May 21, 2025

CEZ outlook improves to positive, Baa1 rating affirmed by Moody’s

Investing.com -- Moody’s Ratings today affirmed the Baa1 senior unsecured debt rating of CEZ, a.s. (CEZ) and its baa2 Baseline Credit Assessment (BCA), while improving the outlook from negative to positive.

The change follows the Czech Government’s acquisition of an 80% stake in EDU II, a vehicle previously fully owned by CEZ and set up to manage the construction of two new nuclear plants in the country. The share transfer took place on May 5. CEZ is expected to recover around CZK3.6 billion in 2026, representing 80% of project development costs incurred so far, for its equity share.
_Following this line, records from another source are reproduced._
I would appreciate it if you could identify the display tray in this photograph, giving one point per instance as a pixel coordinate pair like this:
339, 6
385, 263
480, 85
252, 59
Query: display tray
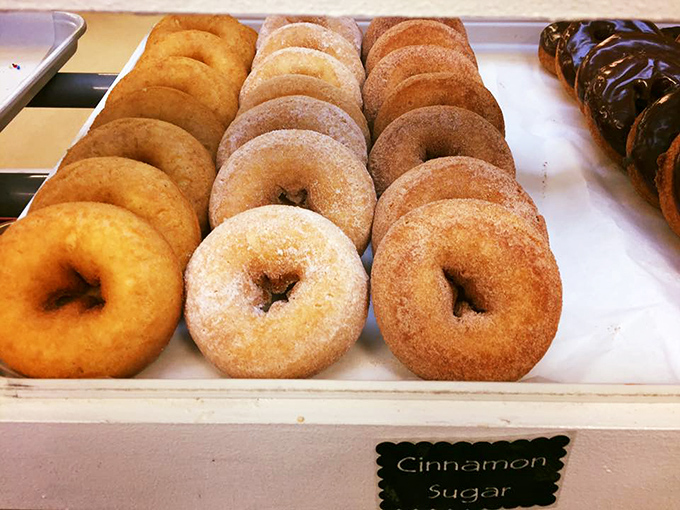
33, 47
618, 259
CEZ also reported in its first quarter results on May 16 that it will no longer face any contingent liabilities related to these nuclear projects. The company will maintain a 20% ownership in EDU II, but its role in the construction of the two reactors will be limited to advisory and other services under service contracts.

The Czech utility company’s rating affirmation is due to the significant reduction in potential exposure to new nuclear plant construction in its business profile. Moody’s noted that CEZ will continue to focus on its regulated network activities and power generation from existing lignite and nuclear plants, and invest in new renewable and gas-fired generation.
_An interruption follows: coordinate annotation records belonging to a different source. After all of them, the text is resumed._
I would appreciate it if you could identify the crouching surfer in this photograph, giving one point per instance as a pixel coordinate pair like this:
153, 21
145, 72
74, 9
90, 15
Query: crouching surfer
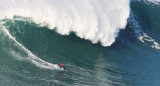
62, 67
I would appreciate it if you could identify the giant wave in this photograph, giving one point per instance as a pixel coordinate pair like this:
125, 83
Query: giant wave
97, 21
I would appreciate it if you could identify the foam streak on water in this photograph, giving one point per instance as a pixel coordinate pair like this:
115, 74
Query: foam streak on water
31, 57
95, 20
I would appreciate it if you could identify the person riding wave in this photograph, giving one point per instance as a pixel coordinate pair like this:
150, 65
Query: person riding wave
61, 65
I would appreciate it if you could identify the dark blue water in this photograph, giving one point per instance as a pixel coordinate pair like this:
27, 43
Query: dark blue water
29, 52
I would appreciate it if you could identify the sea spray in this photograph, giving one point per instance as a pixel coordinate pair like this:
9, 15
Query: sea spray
95, 20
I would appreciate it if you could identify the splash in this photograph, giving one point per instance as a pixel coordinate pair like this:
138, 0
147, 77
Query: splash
142, 36
94, 20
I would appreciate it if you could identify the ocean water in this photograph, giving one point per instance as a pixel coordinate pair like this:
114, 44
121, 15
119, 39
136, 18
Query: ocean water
101, 42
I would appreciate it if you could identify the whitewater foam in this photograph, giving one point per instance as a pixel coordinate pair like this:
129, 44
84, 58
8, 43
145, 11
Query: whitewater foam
142, 36
31, 57
95, 20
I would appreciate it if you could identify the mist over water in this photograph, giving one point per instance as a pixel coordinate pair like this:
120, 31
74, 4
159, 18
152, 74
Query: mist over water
85, 35
97, 21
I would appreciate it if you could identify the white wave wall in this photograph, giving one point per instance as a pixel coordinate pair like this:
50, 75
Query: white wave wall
95, 20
The positive outlook on CEZ is a reflection of the removal of most construction and commissioning risks associated with the EDU II plants. This change evidences the Government’s ongoing focus on CEZ’s financial profile, and its policy to position CEZ to manage the energy transition and related investment in the Czech Republic.

Over the next few years, CEZ plans to invest in a combination of capital expenditures for its distribution network and incremental renewable and gas capacity. The pace of these investments is expected to be slower than previously anticipated, allowing CEZ to integrate last year’s acquisition of GasNet, s.r.o. without weakening its credit metrics below the threshold set for maintaining the current rating.

The Baa1 rating and baa2 BCA of CEZ continue to reflect its leading position in the Czech electricity market and well-balanced vertical integration. The low-cost nature of its nuclear and lignite power generation fleet and the relatively stable and predictable cash flow generated by its electricity and gas distribution activities in the Czech Republic are also factors.

However, these positives are offset by CEZ’s relatively high exposure to merchant power generation, limited geographical diversification, exposure to decarbonization policies due to its centralized and carbon-intensive power generation, and risks associated with its large investment plan.

The ratings could be upgraded if CEZ successfully executes its long-term strategy while preserving balance sheet strength. Upward pressure could also occur if the upcoming election in the Czech Republic does not result in a reversal of CEZ’s materially reduced risk exposure related to new nuclear construction.

Conversely, a downgrade could occur if CEZ fails to maintain a financial profile commensurate with Moody’s guidance for FFO/net debt and RCF/net debt, or if CEZ becomes involved in the development of new nuclear projects in the Czech Republic to an extent that exposes the company to potential construction risks.